The fiscal correction made by the Respondent was based on the recharacterization of management fee payments to a foreign tax subject into constructive dividends due to a failed "existence test" of the services. This recharacterization phenomenon is often a crucial point in transfer pricing disputes, where tax authorities exercise discretion under Article 18(3) of the Income Tax Law to redetermine income and deductions.
PT IJF (the Applicant) consistently maintained the argument that payments to an affiliate in Denmark were royalties for actual management services, supported by contractual and operational evidence. The conflict escalated when the Respondent changed the classification to dividends with a higher Tax Treaty (P3B) rate (20% vs 15%). However, this dispute highlights that any recharacterization must have a strong evidentiary basis and be aligned with the ruling on the primary tax (Corporate Income Tax).

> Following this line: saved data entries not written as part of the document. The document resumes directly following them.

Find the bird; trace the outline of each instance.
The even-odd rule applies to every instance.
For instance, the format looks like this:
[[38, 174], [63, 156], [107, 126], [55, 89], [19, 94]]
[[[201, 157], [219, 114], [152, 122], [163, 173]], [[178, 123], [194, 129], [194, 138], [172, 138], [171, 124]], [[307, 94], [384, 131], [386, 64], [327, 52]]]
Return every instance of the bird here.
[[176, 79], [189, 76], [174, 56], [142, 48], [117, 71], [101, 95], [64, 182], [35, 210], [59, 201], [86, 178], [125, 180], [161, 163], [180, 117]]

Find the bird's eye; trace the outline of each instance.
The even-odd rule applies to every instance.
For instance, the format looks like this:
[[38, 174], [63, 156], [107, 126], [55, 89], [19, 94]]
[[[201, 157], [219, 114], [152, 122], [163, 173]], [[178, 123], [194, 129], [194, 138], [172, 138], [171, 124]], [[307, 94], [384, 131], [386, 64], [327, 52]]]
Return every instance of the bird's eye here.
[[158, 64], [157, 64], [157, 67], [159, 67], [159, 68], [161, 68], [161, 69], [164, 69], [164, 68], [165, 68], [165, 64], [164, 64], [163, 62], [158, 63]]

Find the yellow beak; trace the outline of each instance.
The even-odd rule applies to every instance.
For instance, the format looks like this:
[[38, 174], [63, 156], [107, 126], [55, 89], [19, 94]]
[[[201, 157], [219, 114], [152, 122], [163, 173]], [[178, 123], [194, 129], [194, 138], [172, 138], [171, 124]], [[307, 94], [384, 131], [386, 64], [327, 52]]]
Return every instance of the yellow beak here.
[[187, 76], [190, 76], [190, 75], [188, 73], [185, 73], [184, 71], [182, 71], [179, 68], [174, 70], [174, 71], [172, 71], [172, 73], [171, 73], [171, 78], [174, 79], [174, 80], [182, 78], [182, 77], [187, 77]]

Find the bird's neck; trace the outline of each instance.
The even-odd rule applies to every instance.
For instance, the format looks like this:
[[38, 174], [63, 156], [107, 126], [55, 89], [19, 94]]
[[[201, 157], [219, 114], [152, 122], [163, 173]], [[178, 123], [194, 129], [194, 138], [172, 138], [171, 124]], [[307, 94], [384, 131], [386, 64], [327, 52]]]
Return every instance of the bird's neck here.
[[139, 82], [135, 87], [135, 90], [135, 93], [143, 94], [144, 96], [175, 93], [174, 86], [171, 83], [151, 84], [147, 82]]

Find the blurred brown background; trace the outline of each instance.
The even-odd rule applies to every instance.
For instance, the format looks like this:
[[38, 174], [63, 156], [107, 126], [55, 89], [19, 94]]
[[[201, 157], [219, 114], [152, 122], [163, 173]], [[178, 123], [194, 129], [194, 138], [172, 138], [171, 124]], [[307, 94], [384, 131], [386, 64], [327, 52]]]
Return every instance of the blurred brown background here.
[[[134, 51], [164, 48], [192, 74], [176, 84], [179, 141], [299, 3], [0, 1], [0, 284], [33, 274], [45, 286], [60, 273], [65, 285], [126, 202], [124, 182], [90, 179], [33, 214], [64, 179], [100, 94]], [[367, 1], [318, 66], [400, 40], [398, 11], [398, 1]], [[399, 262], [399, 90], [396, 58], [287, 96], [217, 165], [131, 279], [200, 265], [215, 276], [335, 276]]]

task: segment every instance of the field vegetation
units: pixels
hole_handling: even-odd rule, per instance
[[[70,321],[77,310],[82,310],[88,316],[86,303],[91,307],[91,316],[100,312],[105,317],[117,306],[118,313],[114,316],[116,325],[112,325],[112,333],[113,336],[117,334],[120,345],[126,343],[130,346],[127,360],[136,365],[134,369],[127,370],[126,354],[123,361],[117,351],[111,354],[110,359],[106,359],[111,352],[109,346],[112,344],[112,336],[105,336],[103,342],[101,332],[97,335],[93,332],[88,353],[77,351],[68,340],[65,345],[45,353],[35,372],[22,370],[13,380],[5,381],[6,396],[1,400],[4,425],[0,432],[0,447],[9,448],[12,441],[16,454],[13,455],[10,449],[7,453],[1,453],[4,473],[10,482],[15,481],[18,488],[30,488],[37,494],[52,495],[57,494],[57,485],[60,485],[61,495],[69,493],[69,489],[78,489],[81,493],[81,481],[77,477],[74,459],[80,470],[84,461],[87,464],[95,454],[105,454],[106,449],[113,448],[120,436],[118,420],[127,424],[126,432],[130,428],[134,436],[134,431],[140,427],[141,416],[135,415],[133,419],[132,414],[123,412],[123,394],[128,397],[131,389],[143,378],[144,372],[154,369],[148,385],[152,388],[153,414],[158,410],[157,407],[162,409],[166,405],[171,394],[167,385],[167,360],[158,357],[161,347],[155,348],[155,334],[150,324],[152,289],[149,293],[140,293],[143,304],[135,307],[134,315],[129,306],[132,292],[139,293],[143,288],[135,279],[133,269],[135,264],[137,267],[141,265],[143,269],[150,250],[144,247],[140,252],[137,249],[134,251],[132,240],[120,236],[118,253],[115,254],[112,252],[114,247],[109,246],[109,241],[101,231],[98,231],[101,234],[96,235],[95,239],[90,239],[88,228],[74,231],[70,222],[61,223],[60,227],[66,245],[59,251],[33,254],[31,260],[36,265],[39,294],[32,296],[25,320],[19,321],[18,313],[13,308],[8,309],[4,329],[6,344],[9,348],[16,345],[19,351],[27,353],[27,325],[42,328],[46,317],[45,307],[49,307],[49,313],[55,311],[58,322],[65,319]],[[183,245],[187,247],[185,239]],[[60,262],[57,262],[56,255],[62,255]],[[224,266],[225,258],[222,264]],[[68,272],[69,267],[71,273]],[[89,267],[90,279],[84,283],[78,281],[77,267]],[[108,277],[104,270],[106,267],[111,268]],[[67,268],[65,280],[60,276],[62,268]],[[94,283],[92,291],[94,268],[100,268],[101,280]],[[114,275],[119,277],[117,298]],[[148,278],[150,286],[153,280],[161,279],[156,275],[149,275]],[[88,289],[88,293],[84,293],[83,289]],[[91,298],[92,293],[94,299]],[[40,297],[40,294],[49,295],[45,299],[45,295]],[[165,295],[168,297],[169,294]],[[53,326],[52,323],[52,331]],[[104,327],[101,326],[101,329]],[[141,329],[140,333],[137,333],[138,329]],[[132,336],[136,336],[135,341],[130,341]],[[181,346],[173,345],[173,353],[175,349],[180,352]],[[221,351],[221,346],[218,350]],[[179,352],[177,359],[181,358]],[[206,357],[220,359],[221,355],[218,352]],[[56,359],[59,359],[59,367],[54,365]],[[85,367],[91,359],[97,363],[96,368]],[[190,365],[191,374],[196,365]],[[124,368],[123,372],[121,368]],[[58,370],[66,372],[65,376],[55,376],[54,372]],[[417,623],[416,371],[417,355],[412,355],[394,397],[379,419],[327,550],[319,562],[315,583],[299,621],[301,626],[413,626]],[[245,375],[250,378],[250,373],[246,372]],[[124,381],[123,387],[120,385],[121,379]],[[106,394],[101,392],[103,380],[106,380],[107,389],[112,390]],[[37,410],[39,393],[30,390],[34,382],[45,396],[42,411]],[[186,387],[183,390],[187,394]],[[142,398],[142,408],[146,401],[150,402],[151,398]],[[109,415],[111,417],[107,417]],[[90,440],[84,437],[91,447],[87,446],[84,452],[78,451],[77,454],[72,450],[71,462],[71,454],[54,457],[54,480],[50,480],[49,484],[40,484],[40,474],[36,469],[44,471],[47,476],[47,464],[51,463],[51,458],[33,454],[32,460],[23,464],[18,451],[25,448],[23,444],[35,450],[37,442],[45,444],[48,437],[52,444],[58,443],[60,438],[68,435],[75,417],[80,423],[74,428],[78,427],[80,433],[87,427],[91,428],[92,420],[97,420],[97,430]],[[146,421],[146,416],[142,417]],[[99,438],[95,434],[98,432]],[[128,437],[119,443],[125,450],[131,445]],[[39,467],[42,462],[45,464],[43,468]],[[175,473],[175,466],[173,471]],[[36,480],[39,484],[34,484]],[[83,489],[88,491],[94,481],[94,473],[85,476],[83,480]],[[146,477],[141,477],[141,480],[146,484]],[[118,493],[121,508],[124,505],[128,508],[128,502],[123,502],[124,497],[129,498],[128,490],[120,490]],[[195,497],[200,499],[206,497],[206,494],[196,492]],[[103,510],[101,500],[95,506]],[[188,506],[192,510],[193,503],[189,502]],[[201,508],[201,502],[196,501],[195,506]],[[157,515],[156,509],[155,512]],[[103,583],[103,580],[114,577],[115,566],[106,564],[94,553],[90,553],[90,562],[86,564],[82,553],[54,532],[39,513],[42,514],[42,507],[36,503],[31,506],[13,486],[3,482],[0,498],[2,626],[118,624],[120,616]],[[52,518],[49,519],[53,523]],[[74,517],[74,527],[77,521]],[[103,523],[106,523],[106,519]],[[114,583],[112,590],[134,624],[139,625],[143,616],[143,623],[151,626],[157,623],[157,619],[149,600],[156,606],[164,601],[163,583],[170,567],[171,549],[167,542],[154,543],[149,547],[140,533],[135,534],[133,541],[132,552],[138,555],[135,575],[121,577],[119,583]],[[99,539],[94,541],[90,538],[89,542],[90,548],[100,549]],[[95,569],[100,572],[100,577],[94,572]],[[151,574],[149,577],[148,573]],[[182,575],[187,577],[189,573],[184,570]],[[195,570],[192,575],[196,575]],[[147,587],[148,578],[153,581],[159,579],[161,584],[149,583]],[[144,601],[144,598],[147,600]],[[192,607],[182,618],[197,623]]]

The Board of Judges, in its legal considerations, took a logical juridical position by referring to the related Corporate Income Tax dispute ruling. Since the correction of management fees in the Corporate Income Tax had been overturned by the Board, the "legal event" serving as the basis for the Article 26 Income Tax reclassification automatically lost its legal footing.
This decision reinforces the principle of consistency in tax procedural law, where the tax treatment of a single transaction must be aligned across all affected tax types. For Taxpayers, PT IJF’s victory provides an important precedent: proving the existence of services at the Corporate Income Tax level is the primary key to winning derivative withholding tax (Article 26) disputes.
Conclusion: The tax authority's failure to prove an unfair related-party relationship at the operational expense level will collapse any recharacterization efforts at the foreign withholding tax level.